What I can say is that what I have so far heard about Rogue One: A Star Wars Story makes me more interested in seeing it since the three movies that made up the original trilogy.
And for me, that means a lot.
Besides, I really, really, REALLY like the poster.
I’ll readily admit that I am probably not the target audience for Warren Betty’s Rules Don’t Apply despite that it reminds me of the last film I recall Beatty directing, 1990’s Dick Tracy (which is definitely in my wheelhouse).
And to be sure, the color palette he employs in this instance isn’t as brilliant as the one he used in that movie, though if you look at the trailer it’s actually not that far from it.
This makes sense when you think about it. Dick Tracy was based on a comic strip, so relying on a visual palette dominated by bright primary colors (reds, blues and greens, and contrasts between light and dark so rich that at times it seems that they’re from a Caravaggio painting) adds an element of the fantastical to things, besides making it a bit more similar to the esthetic of the comic.
A toned down, though visually similar palette is apparently being used for Rules Don’t Apply, which also gives it a slightly surreal look.
Which may fit the subject matter, if they’re telling a story that’s also to a degree, a bit unreal.

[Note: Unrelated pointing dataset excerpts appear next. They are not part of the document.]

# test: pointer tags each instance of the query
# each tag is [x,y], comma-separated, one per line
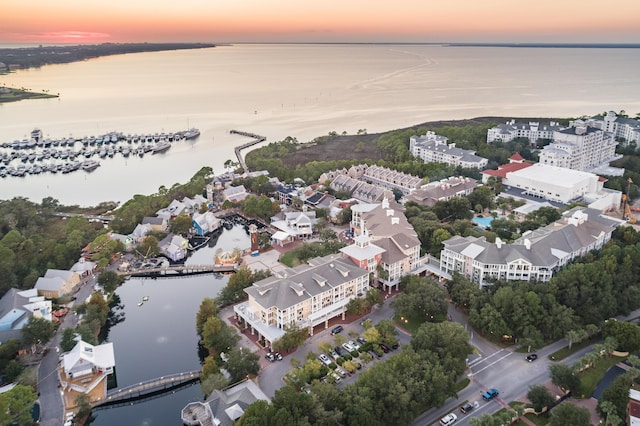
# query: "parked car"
[348,347]
[325,359]
[448,419]
[490,394]
[341,371]
[466,408]
[273,356]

Otherwise they’re making something that’s based on a real story more visually sumptuous, more unreal than it probably was, which I find frankly a bit irritating.
The Secret Life Of Pets – Trailer 1
With voice talent provided by Louie C.K. and Kevin Hart, you’d think that The Secret Life Of Pets would be pretty awesome, never mind funny.
The Secret Life Of Pets – Trailer 2
But if the reviews that are coming in are any indicator, then seeing this movie is akin to flipping a coin: you don’t know what you’re going to get, though it’s going to be either one of two things:
Either really, really bad or pretty smart and amusing.
The Secret Life Of Pets = Trailer 3
And I have no idea which, but since I don’t particularly care about animated movies–I’ll see something from Pixar (The Incredibles are well, incredible) though I don’t find myself interested in most others, like as the Ice Age or Minions movies.
The Secret Life Of Pets – Official Final Trailer
Then again, Universal has at least $104 million reasons to think otherwise.
Ghostbusters reviews are filtering in, and they’re…decidedly mixed.
Which is problematic, especially when you take into account that there are apparently a lot of people that take issue with the whole gender swap at the heart of the movie.
Another is that its budget is somewhere in the ballpark of $150 million. That’s not a lot of money, relatively speaking if compared to movies like Captain America: Civil War.
As I said, it may not seem like a lot, though being cheaper than other tentpoles doesn’t guarantee profitability, just that it’s easier to reach that point.. After all, Dredd cost about $50 million to produce, and earned just over $35 million worldwide.
I get the feeling that Paul Feig’s female-centered reboot will open relatively strong–like Batman v Superman: Dawn of Justice and falloff just as quickly (also like Batman v Superman: Dawn of Justice).
Sony is promising that Ghostbusters will be the start of a new cinematic universe, and while that’s possible, I get the feeling that some stars are just too distant without a FTL drive.
You have to give Daniel Radcliffe credit, the guy isn’t exactly playing it safe. From Swiss Army Man to Imperium, about a FBI agent infiltrating a no-Nazi group, it feels like he’s actually looking for challenging and off-beat roles.
It’s a long way from Harry Potter, that much is obvious.